Flow Networks and Bottlenecks
A flow network models any system where something moves through a graph with capacity constraints: water in pipes, data in internet links, cars on highways, goods through supply chains. Each directed edge has a capacity — the maximum flow it can carry. The central question is: what is the maximum total flow from a designated source to a designated sink? This deceptively simple question spawned one of the most beautiful results in combinatorial optimization.
The Ford-Fulkerson Method
Published in 1956, the Ford-Fulkerson method finds maximum flow by repeatedly searching for augmenting paths — routes from source to sink with available capacity. Along each path, the algorithm pushes as much flow as the bottleneck edge allows. The key insight is the residual graph: a modified graph that tracks remaining forward capacity and allows 'undoing' flow by sending flow backward along already-used edges. When no augmenting path exists, the flow is maximum.
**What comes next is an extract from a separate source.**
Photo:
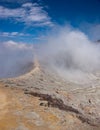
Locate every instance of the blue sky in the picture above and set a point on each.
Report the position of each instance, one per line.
(31, 20)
The Duality of Max Flow and Min Cut
The max-flow min-cut theorem, proved by Ford and Fulkerson, reveals a profound duality: the maximum flow through a network exactly equals the capacity of the minimum cut. A cut partitions the vertices so that source and sink are on opposite sides; its capacity is the sum of edge capacities crossing the partition. This means the bottleneck of the network — its weakest point — completely determines its maximum throughput. This duality has deep connections to linear programming.
Applications Everywhere
Network flow is one of the most broadly applicable algorithmic tools. Bipartite matching — assigning workers to jobs — reduces to max flow. Image segmentation in computer vision uses min-cut to separate foreground from background. Airline scheduling, baseball elimination, project selection, and telecommunications routing all have elegant flow formulations. The Edmonds-Karp variant (BFS-based Ford-Fulkerson) guarantees polynomial time, making these applications practical even at scale.